In Jerusalem, we met a man whose son had gone to celebrate his 23rd birthday. He was still somewhere in a Gaza tunnel. Yossi said his ambulance, meant for one person, ferried five bodies at a time to the nearest hospital because there were so many dead. He described finding bodies half-naked, their lower garments torn off, and said he could tell they had been raped multiple times, men as well as women. Despite having told this story often, Yossi’s voice still caught in his throat.

Next, we drove to Kibbutz Nirim, where our two English-speaking IDF guards gave a tour. Approximately 20 terrorists attacked early on Oct. 7. They killed five kibbutz members, shot others and took many to Gaza. Yossi said that on another kibbutz he found the body of a young boy without his head. They searched for it but could not find it. He assumed it went to Gaza as a trophy.

Even knowing these details, the tour was sadder than it was horrifying, because we did not see the kibbutz when it was alive with the sound of voices, people working in the fields, children laughing and playing. It was eerily silent, as if everyone had suddenly been abducted by aliens.

It was the little things that hit me, like skeins of colored knitting wool on a porch floor, photos stuck to the refrigerator of a burned house which the heat had erased, leaving just ghostly outlines, and a garment bag labeled “JJ’s House” still hanging on a wall. There were no knickknacks on tables or pictures on walls, so the houses were denuded of personality.

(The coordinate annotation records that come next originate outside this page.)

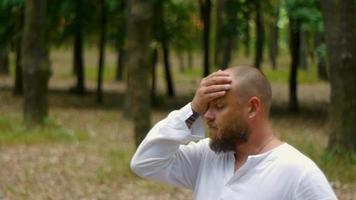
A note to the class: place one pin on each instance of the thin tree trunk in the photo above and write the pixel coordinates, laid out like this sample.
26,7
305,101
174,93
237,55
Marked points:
303,56
246,33
120,64
78,61
273,40
103,24
35,62
18,87
260,32
205,11
321,56
167,70
294,40
154,83
4,61
340,36
190,59
219,43
229,43
139,38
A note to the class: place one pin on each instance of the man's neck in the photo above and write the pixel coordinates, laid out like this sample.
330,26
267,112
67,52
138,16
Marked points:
258,142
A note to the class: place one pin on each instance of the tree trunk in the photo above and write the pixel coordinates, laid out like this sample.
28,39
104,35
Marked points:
321,56
190,59
35,62
102,40
120,64
303,55
294,40
181,62
4,61
18,88
78,61
260,32
154,83
273,40
205,11
139,51
219,45
340,36
167,70
246,33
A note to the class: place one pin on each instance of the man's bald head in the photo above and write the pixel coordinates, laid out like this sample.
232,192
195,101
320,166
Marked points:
251,82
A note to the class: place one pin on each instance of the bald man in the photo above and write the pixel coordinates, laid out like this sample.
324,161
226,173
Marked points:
242,158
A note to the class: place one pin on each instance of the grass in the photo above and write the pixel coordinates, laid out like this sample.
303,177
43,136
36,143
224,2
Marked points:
13,131
117,165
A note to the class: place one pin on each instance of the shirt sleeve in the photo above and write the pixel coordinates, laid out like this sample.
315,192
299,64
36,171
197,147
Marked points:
313,185
168,153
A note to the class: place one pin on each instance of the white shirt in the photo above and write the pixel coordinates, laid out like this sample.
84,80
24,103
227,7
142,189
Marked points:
169,155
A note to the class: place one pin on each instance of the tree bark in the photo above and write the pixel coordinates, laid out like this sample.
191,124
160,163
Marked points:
102,40
246,33
303,55
4,61
35,62
154,77
260,34
321,57
219,46
120,64
139,38
18,87
273,39
205,11
78,61
294,40
340,36
167,70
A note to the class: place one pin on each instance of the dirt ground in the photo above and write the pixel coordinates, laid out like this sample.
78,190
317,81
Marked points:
81,170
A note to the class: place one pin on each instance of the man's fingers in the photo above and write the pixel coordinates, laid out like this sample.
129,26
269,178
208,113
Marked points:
217,80
215,95
216,88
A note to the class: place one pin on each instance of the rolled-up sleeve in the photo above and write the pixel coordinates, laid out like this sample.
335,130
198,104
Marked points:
170,153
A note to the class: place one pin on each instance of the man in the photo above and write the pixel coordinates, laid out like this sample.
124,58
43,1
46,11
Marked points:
242,159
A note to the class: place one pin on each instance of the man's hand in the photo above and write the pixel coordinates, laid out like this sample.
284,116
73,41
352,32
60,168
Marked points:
211,87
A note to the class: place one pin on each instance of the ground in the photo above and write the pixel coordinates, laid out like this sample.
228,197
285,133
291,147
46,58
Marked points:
97,165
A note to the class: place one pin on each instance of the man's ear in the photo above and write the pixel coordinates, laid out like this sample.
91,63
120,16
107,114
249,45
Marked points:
254,107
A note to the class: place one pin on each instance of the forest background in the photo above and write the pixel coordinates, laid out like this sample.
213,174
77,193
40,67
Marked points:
81,83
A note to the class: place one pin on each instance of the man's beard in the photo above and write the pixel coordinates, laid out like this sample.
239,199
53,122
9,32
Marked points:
230,137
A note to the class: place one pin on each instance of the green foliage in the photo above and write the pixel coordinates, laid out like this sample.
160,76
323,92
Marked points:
307,12
338,164
13,131
182,27
9,13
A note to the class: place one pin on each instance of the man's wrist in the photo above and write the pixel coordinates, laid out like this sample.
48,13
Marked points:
195,115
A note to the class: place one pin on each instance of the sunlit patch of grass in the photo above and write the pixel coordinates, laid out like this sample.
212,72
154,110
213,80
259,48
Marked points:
336,166
308,76
13,131
117,165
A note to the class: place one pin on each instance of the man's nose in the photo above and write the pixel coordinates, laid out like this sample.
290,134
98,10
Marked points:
209,115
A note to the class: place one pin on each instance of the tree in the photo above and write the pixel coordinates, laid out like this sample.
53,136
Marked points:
4,61
340,35
205,12
163,37
303,15
102,40
226,31
294,42
35,62
260,34
139,38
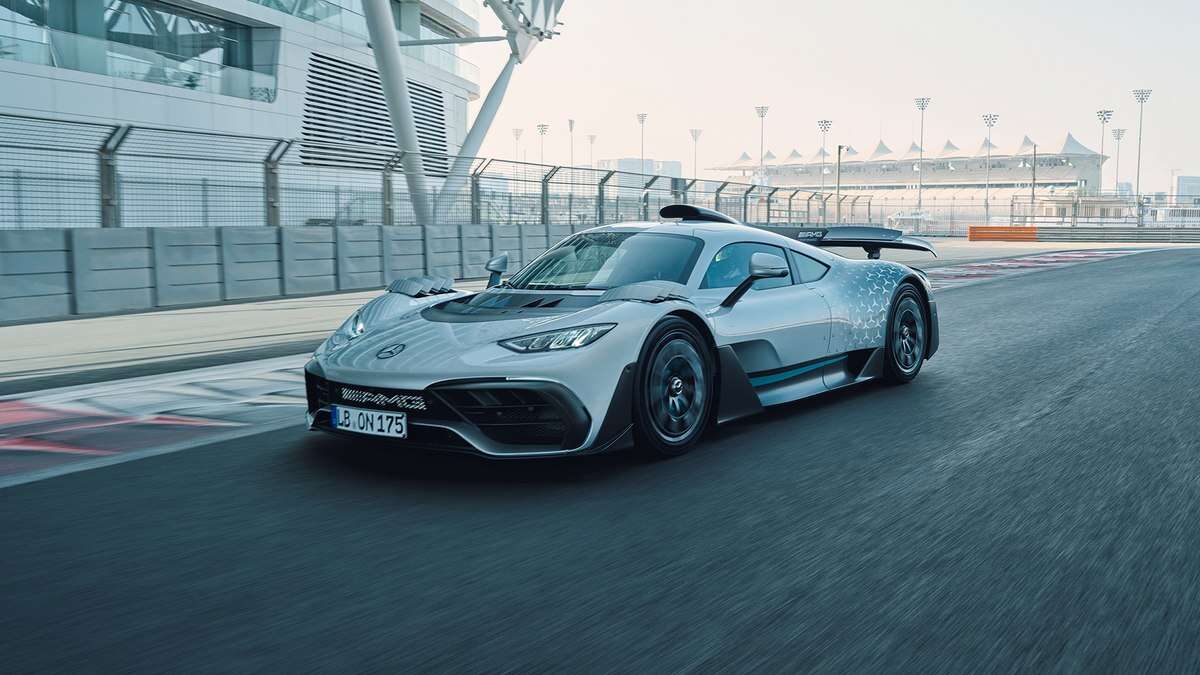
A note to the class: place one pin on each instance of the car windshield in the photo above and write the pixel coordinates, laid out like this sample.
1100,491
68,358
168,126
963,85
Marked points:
595,261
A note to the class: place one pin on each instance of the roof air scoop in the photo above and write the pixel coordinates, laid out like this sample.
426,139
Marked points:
688,211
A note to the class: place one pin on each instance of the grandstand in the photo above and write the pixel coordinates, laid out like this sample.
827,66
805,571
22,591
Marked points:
953,178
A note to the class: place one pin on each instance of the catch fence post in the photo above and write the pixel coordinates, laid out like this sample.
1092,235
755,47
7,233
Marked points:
109,189
271,181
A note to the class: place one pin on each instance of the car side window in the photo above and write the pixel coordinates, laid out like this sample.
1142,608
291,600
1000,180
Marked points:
808,269
731,264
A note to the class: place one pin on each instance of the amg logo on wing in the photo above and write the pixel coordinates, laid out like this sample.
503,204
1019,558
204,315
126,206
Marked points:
401,401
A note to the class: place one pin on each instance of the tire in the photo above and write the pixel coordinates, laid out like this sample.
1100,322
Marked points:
673,390
907,336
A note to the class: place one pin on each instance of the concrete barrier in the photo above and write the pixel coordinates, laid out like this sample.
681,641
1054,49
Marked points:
55,273
61,272
1114,234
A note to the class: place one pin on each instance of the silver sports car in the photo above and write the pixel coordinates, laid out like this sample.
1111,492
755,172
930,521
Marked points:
643,333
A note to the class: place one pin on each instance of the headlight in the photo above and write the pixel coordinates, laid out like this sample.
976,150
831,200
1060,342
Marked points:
351,329
555,340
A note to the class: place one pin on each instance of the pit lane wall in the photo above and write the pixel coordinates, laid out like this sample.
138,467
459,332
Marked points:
1115,234
63,272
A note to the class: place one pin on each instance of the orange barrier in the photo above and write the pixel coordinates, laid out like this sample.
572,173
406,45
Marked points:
989,233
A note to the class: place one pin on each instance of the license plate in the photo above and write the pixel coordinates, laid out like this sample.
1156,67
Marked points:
376,423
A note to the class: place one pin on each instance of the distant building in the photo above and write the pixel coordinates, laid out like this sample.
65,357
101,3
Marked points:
1188,186
943,171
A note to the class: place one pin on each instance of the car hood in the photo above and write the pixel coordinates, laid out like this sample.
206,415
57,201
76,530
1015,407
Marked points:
431,335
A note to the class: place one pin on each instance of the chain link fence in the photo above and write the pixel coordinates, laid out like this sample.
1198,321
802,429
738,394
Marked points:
57,173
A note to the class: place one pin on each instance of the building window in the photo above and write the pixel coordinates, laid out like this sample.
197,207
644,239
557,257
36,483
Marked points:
179,35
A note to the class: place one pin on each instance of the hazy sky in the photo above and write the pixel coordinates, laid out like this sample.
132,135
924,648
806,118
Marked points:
1045,67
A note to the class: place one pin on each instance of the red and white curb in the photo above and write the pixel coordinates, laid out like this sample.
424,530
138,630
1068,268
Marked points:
955,275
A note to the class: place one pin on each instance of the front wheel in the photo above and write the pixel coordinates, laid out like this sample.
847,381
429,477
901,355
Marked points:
673,393
907,336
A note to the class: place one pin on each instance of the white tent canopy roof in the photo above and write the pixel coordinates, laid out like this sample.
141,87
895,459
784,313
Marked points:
1025,148
881,151
821,155
1072,147
949,150
743,160
984,147
913,151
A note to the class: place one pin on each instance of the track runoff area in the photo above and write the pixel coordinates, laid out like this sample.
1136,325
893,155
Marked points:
59,431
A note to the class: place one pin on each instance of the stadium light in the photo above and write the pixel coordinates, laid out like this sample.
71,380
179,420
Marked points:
989,120
695,150
1141,96
1117,135
1104,117
543,130
762,139
641,157
922,103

Hundreds of Gaza residents had followed close behind the terrorists and taken anything of value they could carry. Only the number and letters scrawled on the outside wall, identifying the army unit that had examined the house for bodies and terrorists and given the “all clear,” gave any indication as to the awful tragedies that had occurred inside.

Our last stop was a relief from the horrors we had seen, even if only secondhand. We ended our day at the Amitai army base, preparing a barbecue for 300 soldiers. I was one of the salad makers and my husband Dan was on the meat grilling crew, making hamburgers and turning hot dogs and chicken over charcoal fires.

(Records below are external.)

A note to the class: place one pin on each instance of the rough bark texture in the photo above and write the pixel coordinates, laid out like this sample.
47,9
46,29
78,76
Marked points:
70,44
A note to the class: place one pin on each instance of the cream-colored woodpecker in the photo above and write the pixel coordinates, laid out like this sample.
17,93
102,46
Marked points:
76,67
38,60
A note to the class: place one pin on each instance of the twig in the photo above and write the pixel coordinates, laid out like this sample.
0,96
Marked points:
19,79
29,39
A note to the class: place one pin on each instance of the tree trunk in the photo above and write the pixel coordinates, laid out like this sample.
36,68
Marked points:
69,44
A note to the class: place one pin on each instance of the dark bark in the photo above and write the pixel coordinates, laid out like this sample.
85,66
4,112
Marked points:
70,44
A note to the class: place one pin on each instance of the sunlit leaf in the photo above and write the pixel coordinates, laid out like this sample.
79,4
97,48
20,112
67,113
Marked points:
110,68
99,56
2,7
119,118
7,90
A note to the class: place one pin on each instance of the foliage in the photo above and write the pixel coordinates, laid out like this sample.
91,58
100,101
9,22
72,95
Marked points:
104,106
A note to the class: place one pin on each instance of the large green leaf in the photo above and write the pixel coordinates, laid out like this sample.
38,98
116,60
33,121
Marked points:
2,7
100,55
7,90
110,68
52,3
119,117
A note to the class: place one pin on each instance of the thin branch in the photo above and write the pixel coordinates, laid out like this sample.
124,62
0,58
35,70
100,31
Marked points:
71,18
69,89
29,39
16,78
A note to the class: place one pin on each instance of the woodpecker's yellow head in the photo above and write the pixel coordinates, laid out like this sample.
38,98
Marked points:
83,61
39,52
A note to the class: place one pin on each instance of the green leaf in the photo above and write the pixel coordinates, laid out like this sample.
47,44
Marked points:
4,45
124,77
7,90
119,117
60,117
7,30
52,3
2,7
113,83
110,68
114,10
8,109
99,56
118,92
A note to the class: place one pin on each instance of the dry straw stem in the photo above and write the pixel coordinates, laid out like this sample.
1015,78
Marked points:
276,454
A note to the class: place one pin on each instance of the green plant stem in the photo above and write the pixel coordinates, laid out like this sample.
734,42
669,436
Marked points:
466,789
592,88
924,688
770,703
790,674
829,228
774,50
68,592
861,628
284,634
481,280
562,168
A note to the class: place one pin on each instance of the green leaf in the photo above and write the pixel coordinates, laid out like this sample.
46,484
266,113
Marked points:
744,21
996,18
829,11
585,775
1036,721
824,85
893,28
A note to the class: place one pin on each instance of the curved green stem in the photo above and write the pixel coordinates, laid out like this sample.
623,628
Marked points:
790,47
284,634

The soldiers looked so young, most of them just in their early twenties. They seemed happy to be treated to a barbecue, despite the fact that the Givati Brigade has been in the thick of the fighting in Gaza.

Yossi had brought a boom box and connected it to the loudspeaker system. Soon, music was blaring throughout the base. After eating their fill and piling up plates to take to their friends, the soldiers put arms on each other’s shoulders, sang loudly and danced the hora, grabbing the male visitors — most of whom were old enough to be their grandfathers — to join them.

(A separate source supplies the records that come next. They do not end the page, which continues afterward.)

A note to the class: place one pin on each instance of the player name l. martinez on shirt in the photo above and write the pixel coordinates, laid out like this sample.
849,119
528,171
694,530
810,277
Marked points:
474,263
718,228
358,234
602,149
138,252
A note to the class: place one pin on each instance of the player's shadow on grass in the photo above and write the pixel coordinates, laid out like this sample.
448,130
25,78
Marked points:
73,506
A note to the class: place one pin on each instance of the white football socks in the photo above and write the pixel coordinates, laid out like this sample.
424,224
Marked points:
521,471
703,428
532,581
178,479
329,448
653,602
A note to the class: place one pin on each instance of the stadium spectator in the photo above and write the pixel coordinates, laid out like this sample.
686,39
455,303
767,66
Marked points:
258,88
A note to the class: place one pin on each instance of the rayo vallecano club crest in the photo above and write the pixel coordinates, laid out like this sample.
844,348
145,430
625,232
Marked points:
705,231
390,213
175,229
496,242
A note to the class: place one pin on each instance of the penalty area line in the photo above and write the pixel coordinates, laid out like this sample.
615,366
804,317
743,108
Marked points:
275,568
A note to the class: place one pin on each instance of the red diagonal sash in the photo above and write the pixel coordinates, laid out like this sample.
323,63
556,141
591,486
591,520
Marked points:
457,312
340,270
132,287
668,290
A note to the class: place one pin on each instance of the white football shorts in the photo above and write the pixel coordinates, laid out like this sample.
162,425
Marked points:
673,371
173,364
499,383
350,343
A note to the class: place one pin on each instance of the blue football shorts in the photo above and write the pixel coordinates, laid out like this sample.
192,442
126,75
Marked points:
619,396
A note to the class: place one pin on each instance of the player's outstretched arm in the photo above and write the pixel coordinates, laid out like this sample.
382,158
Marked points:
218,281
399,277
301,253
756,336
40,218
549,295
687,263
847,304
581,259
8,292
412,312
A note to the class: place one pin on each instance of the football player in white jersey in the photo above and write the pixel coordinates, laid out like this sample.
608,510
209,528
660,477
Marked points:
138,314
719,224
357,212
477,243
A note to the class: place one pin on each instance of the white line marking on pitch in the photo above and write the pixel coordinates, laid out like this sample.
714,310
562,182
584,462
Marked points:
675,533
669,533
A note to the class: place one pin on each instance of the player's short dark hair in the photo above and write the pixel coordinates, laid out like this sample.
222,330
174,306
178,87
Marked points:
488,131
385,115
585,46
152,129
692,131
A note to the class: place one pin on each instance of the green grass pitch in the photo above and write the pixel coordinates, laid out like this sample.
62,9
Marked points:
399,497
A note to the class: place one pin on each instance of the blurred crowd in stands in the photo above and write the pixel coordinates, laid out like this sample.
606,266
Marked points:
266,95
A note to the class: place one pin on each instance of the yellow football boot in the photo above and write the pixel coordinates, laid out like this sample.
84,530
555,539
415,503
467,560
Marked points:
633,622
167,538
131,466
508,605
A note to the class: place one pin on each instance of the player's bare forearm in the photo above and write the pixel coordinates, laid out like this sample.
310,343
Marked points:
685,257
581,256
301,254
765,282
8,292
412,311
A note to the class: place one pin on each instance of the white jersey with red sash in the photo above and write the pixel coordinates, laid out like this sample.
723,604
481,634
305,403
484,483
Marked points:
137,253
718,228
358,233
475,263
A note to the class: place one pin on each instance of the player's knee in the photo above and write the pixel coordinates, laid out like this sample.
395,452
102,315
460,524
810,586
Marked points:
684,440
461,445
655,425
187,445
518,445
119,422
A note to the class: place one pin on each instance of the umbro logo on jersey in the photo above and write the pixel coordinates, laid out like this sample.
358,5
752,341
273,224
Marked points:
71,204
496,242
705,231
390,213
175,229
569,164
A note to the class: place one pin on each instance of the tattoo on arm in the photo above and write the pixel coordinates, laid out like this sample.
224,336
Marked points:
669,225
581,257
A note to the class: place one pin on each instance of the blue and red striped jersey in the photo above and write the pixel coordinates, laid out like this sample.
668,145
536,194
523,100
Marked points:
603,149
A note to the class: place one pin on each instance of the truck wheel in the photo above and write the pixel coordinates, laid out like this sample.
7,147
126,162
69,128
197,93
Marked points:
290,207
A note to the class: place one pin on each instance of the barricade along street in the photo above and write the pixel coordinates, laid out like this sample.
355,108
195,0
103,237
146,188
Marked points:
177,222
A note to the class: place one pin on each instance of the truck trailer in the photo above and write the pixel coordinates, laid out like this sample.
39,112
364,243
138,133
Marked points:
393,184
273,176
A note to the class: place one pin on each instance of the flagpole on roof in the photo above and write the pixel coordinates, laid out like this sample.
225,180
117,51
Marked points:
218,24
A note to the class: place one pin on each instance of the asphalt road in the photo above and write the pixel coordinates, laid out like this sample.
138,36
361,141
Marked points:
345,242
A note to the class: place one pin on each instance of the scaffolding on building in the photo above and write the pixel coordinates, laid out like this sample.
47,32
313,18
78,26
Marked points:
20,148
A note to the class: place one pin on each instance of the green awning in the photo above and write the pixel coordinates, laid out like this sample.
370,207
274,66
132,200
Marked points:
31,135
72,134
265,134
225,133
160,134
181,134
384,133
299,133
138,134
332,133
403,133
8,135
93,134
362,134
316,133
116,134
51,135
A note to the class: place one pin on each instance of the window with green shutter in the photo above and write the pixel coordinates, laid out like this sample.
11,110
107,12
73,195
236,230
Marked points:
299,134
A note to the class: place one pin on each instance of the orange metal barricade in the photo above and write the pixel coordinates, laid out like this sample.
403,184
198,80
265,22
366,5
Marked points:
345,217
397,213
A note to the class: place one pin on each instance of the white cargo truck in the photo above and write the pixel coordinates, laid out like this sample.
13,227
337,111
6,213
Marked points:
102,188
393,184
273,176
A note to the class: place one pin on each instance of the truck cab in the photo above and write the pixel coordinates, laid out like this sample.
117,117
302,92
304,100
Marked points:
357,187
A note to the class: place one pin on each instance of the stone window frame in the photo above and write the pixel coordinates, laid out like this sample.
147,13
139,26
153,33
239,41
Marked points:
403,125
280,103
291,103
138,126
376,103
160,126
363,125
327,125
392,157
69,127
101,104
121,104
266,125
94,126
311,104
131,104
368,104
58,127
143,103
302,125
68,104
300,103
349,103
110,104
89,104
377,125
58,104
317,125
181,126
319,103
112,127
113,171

Dan, who speaks Hebrew, struck up a conversation with two tall soldiers, one of Ethiopian descent. After circling him round and round, one on each side of him, when the music stopped, they both bowed and thanked him for coming to Israel to support them. That little gesture, more than anything, made the trip to the Gaza fence worthwhile.

Julia Weller is an international energy lawyer who retired from practice two years ago. She and her husband Dan split their time between Chevy Chase, MD, and Healdsburg, CA.